Оставив за себя Логунова и приказав выдвинуть за мост боевое охранение, Соколов на мотоцикле отправился к разрушенному телятнику. С собой он взял только Руслана Омаева. У лейтенанта и так уже оставалось очень мало бойцов, а завтрашние бои обещали быть напряженными. Дел было еще очень много.
Блохин сидел на старой колоде у бокового входа, точнее, там, где от входа осталась большая дыра, разбросанный битый кирпич и просевшая крыша. Огонек его самокрутки то появлялся, то исчезал в плотных сумерках.
Соколов хотел было отругать сержанта, что тот не таится, но подумал, что это будет излишняя строгость. Наверняка здесь безопасно, иначе бы за их спинами уже были бы слышны взрывы и стрельба.
Лейтенант заглушил мотоцикл. Омаев отошел в сторону и стал прислушиваться. Соколов подошел к Блохину.
– Вот они, щенята чумазые, – засмеялся сержант, подталкивая к командиру двух ребятишек в огромных не по росту взрослых ватных телогрейках.
– Эй, да вы же рыженькие оба! – посветил фонариком лейтенант.
– А мы и есть Рыжовы, – с гордостью ответил мальчик. – Меня Прохор зовут, а сестренку Фрося. Наш папка с Финской войны с орденом пришел.
– А где же сейчас ваш папка?
– Фашистов бьет! – пренебрежительно скривил губы мальчик.
– Тут дело такое, товарищ лейтенант, – пояснил Блохин. – Отец у них, понятное дело, на фронте. С матерью и бабушкой ребятишки в эвакуацию ехали. Эшелон разбомбили, кто куда. Какие-то люди подальше от огня ребят увезли. А потом, говорят, танки немецкие. Паника была. Ребята перебежали сюда, нашли этот погреб и прячутся тут уже две недели. Верят, что мамка их найдет обязательно. Или папка приедет с фронта и спасет их. Такие вот дела.
– Обязательно нас найдут, – заявила девочка, которая молчала все это время, судя по выражению лица, ей очень хотелось вставить свое слово в эту беседу. – Всем трудно, а мы все равно должны взрослым помогать и не бояться.
– Ах, вы юные герои, – улыбнулся Соколов. – И как же вы тут живете? Едите что?
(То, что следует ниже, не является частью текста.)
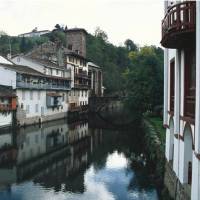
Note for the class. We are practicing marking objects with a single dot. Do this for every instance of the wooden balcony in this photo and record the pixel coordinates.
(82, 75)
(179, 25)
(6, 107)
(81, 86)
(189, 107)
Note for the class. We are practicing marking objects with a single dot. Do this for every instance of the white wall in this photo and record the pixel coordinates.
(39, 98)
(5, 120)
(19, 60)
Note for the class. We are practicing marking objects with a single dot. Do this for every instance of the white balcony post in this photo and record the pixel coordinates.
(177, 112)
(166, 96)
(196, 163)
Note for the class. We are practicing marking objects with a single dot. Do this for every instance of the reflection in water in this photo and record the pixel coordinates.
(73, 161)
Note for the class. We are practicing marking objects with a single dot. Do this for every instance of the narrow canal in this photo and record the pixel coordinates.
(86, 160)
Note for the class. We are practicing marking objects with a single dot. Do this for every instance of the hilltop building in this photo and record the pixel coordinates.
(181, 39)
(95, 80)
(52, 80)
(76, 40)
(34, 33)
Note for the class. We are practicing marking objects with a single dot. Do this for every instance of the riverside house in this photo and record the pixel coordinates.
(181, 39)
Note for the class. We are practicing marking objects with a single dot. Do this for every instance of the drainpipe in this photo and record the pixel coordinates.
(197, 107)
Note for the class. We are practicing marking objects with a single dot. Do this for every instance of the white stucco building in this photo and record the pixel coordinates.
(181, 39)
(40, 97)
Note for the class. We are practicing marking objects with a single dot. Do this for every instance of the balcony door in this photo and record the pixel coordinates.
(172, 68)
(190, 83)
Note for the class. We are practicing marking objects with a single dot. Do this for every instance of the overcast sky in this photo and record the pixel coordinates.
(139, 20)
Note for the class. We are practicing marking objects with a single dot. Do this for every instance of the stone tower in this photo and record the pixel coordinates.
(76, 40)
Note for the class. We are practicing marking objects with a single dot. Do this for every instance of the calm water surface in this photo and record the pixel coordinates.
(86, 161)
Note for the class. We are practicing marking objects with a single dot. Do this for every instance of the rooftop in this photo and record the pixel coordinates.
(6, 91)
(76, 30)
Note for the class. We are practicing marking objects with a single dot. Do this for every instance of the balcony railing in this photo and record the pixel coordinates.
(82, 74)
(81, 86)
(178, 25)
(6, 107)
(40, 86)
(189, 110)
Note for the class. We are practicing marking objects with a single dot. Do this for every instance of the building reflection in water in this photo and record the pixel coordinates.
(55, 155)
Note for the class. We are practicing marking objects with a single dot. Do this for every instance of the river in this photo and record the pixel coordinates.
(86, 160)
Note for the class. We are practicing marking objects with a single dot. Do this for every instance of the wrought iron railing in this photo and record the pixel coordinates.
(179, 18)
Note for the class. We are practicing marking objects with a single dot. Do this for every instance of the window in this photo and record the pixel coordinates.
(31, 95)
(190, 83)
(27, 109)
(70, 46)
(172, 68)
(63, 97)
(81, 62)
(23, 95)
(36, 108)
(38, 95)
(71, 59)
(50, 71)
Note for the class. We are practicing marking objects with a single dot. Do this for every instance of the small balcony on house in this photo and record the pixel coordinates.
(6, 107)
(81, 74)
(53, 100)
(179, 25)
(81, 86)
(44, 84)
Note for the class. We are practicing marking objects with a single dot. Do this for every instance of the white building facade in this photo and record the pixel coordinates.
(40, 97)
(181, 39)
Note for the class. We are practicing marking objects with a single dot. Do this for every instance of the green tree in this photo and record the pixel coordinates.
(144, 80)
(130, 45)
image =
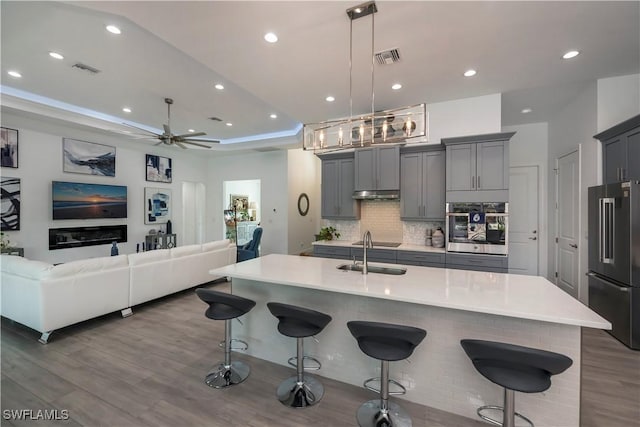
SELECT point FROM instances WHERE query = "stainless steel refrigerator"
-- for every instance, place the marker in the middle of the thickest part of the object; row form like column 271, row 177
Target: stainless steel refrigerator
column 614, row 258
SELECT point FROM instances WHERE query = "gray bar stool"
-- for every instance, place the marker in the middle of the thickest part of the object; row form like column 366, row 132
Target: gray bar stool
column 515, row 368
column 385, row 342
column 224, row 306
column 301, row 390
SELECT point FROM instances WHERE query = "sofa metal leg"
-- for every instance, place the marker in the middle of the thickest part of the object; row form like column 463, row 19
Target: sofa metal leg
column 44, row 338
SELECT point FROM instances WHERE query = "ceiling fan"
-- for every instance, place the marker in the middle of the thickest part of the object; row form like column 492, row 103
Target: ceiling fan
column 169, row 138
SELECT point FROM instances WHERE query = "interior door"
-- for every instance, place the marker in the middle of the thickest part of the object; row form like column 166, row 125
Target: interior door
column 567, row 224
column 523, row 220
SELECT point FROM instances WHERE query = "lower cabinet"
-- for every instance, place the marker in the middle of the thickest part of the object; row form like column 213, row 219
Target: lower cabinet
column 424, row 259
column 490, row 263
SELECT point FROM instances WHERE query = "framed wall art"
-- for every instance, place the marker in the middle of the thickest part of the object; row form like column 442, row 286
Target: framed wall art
column 10, row 204
column 158, row 169
column 9, row 147
column 157, row 202
column 88, row 158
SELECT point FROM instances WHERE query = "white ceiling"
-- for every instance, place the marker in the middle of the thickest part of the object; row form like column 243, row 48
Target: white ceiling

– Живем мы хорошо, там не страшно внизу, даже когда тут стреляют или бомбежка. Идемте, мы вам покажем. А едим то, что на дороге находим. Там разбитые машины. Консервы собираем, сухари. Иногда крупа попадается, тогда варим ее днем, чтобы свет от костра не видно было.
Алексей слушал этих восьмилетних детей, которые так удивительно приспособились выживать в военное время, почти в зоне боевых действий. И ведь не боятся. А почему? Потому что еще не знают, чего нужно бояться, не верят в смерть, верят в сказку, что их найдут родители. А держатся очень мужественно. Такие серьезные не по годам.